CAPÍTULO 03

**CALEB**

La observé a través del denso follaje, mis ojos, siguiendo cada mechón de cabello ardiente que enmarcaba el rostro decidido de Freya Grayson. 

Ella no se dio cuenta de mi presencia, solo otra sombra entre los árboles, pero eso me sentaba bien. 

Hubo un tiempo en el que habría hecho cualquier cosa porque uno de esos penetrantes ojos verdes mirara en mi dirección. 

Pero eso fue antes de que ella me jodiera.

—¿Envenenar las verduras, Caleb? —Su voz de hace años resonó en mi cabeza, mezclada con acusaciones. 

Esa mentira me había costado todo: mi libertad, mi orgullo y, lo más importante, Fray. 

El recuerdo de sus palabras avivó las brasas del resentimiento que ardían en mi pecho hasta convertirlas en un fuego rugiente.

—Maldita seas, Freya. —murmuré en voz baja, apretando la mandíbula hasta que pensé que se me iban a romper los dientes. 

—Es hora de igualar el marcador. —gruñí, el sonido era bajo y peligroso, incluso para mis propios oídos. 

El lobo dentro de mí se agitó, ansiando venganza. 

Necesitaba un plan, uno cruel y astuto que la golpeara donde más le dolía.

—Cuida tu espalda, Freya. —susurré, mi mirada nunca la abandonó mientras ella se movía con gracia por el bosque, sin darse cuenta de que el cazador se había convertido en la presa. —Me quitaste todo. Ahora es mi turno. 

La luna era una guadaña brillante en el cielo, cortando la oscuridad mientras observaba la transformación de Freya. 

Sus huesos se agrietaron y se reformaron, sus gritos de agonía armonizaban con la sinfonía nocturna del bosque. 

Ella era un fuego, un fuego salvaje e indómito, con cabello como hojas de otoño y ojos que reflejaban los bosques en los que cazábamos.

Yo la había elegido, la había arrancado del tejido ordinario de la humanidad y la había arrojado a nuestro mundo antiguo. 

El poder fluyó de mí, encendiendo sus venas, convirtiendo la carne en piel, la mujer en lobo. 

Mi pecho se hinchó de orgullo al verla, el miembro más nuevo de mi especie, elegante incluso en su dolor. Pero por su culpa me enviaron al peor sufrimiento. 

—Mía. —declaré, la palabra, un gruñido resonando desde lo más profundo de mi garganta. Pero era una mentira envuelta, en verdad, una afirmación engañosa.

Se levantó con piernas inestables, su nueva forma elegante y poderosa bajo el brillo de la luna. 

Nuestras miradas se cruzaron y leí la incertidumbre allí, la silenciosa súplica de aceptación. 

En nuestra forma lobuna la hice mía, este fue el momento, el rito de iniciación fundamental en el que debería haberla marcado, haber reclamado su alma como irrevocablemente mía.

Pero no lo hice. 

En lugar de eso, me di la vuelta, dejándola sin marcar, sin ser tocada por el vínculo final. 

La escuché gemir, un sonido de confusión y dolor que habría tirado de mi corazón, si todavía creyera que tal debilidad latía dentro de mí.

—Freya. —dije, el nombre sabía a ceniza en mi boca. 

Me alejé. 

Sus ojos verdes buscaron los míos, el rechazo era claro como la marca que me negaba a otorgarle. 
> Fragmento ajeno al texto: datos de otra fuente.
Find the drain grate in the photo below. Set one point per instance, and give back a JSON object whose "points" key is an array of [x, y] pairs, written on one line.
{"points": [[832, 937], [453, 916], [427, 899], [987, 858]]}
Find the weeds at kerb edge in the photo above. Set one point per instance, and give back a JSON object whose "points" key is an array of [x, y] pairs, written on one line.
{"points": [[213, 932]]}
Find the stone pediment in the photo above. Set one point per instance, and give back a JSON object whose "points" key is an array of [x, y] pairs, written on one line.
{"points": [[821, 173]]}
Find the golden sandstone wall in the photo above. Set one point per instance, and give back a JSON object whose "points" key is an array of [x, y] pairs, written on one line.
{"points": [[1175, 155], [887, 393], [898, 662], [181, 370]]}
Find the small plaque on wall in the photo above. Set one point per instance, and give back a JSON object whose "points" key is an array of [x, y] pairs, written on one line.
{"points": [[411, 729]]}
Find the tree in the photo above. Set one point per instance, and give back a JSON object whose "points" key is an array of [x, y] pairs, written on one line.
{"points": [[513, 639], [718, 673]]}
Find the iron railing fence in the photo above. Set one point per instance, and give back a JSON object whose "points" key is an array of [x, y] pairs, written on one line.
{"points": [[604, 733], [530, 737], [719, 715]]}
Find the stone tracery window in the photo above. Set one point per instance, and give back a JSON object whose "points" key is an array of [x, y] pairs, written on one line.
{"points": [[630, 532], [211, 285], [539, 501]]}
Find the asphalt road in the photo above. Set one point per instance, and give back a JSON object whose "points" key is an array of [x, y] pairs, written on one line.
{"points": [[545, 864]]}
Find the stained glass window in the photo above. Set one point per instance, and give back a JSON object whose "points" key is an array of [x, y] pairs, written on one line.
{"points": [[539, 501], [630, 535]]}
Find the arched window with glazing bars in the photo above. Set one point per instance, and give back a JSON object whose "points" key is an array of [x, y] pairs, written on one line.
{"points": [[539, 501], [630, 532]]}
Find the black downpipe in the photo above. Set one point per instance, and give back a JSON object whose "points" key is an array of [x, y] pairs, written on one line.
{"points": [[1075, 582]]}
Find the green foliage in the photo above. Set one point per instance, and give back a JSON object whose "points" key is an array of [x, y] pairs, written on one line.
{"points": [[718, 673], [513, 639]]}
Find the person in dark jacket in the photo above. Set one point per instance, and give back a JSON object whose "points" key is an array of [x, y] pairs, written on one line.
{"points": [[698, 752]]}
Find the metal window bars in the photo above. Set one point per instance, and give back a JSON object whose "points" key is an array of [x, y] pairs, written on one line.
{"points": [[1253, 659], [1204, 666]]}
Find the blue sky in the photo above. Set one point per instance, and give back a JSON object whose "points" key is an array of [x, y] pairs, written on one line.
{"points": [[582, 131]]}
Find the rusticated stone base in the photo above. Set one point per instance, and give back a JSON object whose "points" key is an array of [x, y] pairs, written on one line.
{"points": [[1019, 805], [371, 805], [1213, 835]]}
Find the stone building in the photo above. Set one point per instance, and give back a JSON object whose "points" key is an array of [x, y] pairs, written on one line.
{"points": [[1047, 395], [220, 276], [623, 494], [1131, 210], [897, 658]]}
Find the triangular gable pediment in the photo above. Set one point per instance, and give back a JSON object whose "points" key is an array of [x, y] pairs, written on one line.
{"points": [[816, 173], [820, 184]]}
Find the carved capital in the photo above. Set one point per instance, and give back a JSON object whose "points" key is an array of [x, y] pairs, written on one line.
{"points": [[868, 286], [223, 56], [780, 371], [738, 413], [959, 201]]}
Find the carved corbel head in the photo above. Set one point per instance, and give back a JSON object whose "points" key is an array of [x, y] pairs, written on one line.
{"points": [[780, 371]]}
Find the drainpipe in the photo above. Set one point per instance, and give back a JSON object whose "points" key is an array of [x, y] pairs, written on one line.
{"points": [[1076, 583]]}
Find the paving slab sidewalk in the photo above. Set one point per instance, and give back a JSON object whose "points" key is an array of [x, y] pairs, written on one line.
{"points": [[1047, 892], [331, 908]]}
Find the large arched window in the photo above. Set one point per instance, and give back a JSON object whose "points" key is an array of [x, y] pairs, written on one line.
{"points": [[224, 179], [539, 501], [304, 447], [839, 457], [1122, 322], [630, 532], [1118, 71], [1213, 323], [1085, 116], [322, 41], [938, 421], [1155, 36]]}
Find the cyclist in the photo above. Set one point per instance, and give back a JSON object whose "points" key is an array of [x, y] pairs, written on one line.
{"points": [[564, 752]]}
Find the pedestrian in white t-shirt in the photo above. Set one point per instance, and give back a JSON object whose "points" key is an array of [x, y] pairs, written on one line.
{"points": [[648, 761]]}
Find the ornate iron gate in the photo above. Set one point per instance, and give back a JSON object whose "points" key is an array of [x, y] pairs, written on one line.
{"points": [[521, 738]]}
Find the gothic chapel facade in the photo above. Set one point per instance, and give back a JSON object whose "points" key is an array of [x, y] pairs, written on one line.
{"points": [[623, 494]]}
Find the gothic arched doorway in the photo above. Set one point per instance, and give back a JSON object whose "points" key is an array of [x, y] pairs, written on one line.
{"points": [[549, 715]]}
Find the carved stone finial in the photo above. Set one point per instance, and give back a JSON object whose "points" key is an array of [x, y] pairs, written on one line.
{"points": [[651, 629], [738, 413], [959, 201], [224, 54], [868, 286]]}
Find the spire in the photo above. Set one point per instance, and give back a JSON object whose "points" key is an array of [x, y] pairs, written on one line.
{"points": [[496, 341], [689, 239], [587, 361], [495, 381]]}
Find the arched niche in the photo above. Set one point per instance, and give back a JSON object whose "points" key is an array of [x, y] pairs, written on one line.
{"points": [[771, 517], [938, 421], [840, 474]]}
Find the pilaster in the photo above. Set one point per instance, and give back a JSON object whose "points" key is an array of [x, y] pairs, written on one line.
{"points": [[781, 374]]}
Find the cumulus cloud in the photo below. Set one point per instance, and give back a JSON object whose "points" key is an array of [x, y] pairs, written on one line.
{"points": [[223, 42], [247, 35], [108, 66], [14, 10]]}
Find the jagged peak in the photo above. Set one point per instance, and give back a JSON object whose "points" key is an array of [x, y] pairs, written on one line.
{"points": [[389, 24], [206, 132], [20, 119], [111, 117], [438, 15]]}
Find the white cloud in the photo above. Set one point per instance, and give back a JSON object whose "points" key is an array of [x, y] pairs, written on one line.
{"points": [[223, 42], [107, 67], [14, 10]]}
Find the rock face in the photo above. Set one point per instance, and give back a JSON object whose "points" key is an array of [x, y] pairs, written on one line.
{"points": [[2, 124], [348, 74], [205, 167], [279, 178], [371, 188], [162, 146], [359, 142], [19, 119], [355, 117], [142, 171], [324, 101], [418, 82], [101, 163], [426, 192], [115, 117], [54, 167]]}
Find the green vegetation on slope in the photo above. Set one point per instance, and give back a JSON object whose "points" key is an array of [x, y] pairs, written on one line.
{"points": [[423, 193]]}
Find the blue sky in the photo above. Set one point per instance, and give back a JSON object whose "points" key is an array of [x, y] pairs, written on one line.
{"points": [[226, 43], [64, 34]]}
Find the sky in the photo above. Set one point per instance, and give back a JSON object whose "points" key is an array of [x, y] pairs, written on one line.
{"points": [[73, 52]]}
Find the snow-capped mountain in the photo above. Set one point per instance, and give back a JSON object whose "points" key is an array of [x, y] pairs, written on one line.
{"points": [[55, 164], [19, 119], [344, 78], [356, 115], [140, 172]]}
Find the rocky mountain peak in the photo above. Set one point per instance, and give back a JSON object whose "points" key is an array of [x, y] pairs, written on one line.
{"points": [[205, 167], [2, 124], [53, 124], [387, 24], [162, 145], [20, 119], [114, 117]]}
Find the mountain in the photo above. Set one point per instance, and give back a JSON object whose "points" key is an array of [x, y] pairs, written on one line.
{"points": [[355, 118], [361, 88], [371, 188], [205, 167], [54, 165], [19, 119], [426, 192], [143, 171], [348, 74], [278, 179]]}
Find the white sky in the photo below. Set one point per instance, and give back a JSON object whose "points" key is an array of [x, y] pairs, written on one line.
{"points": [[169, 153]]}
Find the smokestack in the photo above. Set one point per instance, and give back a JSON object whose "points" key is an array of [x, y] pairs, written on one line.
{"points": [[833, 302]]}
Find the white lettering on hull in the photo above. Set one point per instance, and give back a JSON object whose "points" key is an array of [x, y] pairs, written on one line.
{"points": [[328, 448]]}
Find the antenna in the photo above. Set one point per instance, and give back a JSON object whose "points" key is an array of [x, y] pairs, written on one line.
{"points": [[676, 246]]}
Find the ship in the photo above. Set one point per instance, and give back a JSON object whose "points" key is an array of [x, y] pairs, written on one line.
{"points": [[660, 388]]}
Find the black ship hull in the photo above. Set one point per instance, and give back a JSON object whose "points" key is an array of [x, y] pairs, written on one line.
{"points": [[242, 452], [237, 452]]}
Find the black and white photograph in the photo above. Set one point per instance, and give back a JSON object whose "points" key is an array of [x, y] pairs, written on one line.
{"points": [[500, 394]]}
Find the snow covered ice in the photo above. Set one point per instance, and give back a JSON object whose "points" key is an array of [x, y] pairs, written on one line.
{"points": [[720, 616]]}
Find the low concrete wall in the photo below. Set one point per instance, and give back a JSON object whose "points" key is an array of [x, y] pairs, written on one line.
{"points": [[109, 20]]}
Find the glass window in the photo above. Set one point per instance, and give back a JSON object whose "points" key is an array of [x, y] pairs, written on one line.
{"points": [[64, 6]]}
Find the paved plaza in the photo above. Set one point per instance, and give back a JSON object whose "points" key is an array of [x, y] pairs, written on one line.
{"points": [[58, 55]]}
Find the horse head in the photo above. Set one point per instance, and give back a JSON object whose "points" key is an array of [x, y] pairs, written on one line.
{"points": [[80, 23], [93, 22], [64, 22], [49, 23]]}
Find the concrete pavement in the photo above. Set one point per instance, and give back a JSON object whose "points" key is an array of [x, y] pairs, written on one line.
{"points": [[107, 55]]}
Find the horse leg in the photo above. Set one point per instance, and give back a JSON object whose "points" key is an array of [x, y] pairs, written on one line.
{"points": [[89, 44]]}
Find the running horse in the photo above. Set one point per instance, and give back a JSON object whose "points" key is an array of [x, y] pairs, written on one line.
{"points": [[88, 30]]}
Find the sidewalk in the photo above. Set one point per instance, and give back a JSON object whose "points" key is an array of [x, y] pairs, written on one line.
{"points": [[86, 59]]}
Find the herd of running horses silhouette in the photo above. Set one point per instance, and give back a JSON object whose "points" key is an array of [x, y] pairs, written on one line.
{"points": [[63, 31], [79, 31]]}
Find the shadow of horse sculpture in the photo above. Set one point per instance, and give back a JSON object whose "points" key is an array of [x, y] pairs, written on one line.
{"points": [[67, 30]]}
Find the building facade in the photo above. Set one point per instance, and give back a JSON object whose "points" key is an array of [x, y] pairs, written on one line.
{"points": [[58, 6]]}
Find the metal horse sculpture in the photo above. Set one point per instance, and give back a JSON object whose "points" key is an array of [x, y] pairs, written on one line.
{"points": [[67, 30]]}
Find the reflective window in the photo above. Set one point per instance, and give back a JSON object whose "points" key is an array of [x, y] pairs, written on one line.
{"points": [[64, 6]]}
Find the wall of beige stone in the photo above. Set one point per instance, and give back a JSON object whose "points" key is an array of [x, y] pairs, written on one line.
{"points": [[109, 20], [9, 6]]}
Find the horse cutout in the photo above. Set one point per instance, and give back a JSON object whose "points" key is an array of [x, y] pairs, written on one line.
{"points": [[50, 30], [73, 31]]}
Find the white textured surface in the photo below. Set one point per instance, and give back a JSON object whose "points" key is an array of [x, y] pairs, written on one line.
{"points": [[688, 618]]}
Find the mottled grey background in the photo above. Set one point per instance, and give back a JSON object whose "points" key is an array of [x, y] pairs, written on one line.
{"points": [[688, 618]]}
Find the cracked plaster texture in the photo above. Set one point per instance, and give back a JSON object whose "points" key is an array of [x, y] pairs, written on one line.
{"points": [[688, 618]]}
En la sociedad de los lobos, esto era un grave insulto, pero mis razones estaban arraigadas en un terreno más oscuro que el mero desdén.

El triunfo me recorrió, amargo y dulce como la sangre, porque le había quitado algo precioso (su virginidad, su confianza) y no le había dado nada a cambio. 

Fue una crueldad calculada, un movimiento diseñado para afirmar el dominio y recordarles a todos, incluyéndome a mí, que Caleb Darkwood no cedió ante nadie.

Vi el destello de desafío brillar dentro de ella, las brasas de su fuerte espíritu, negándose a extinguirse. 

Puede que ahora estuviera herida, destrozada por mi traición, pero reconocí la lucha que aún ardía en su interior. 

Freya Grayson era una oveja; ella era una niña tonta, y sin mi marca ella quedaría destrozada, ningún hombre lobo iba a tomarla, no después de saber que ya no era pura.

En cuanto a mí, me retiré a las sombras, mi victoria vacía, los susurros del bosque haciendo eco de su dolor. 

Este era mi mundo, un lugar donde gobernaba la fuerza y ​​los corazones eran moneda de cambio que era mejor no gastar. 

Había ganado, sí, pero ¿a qué precio?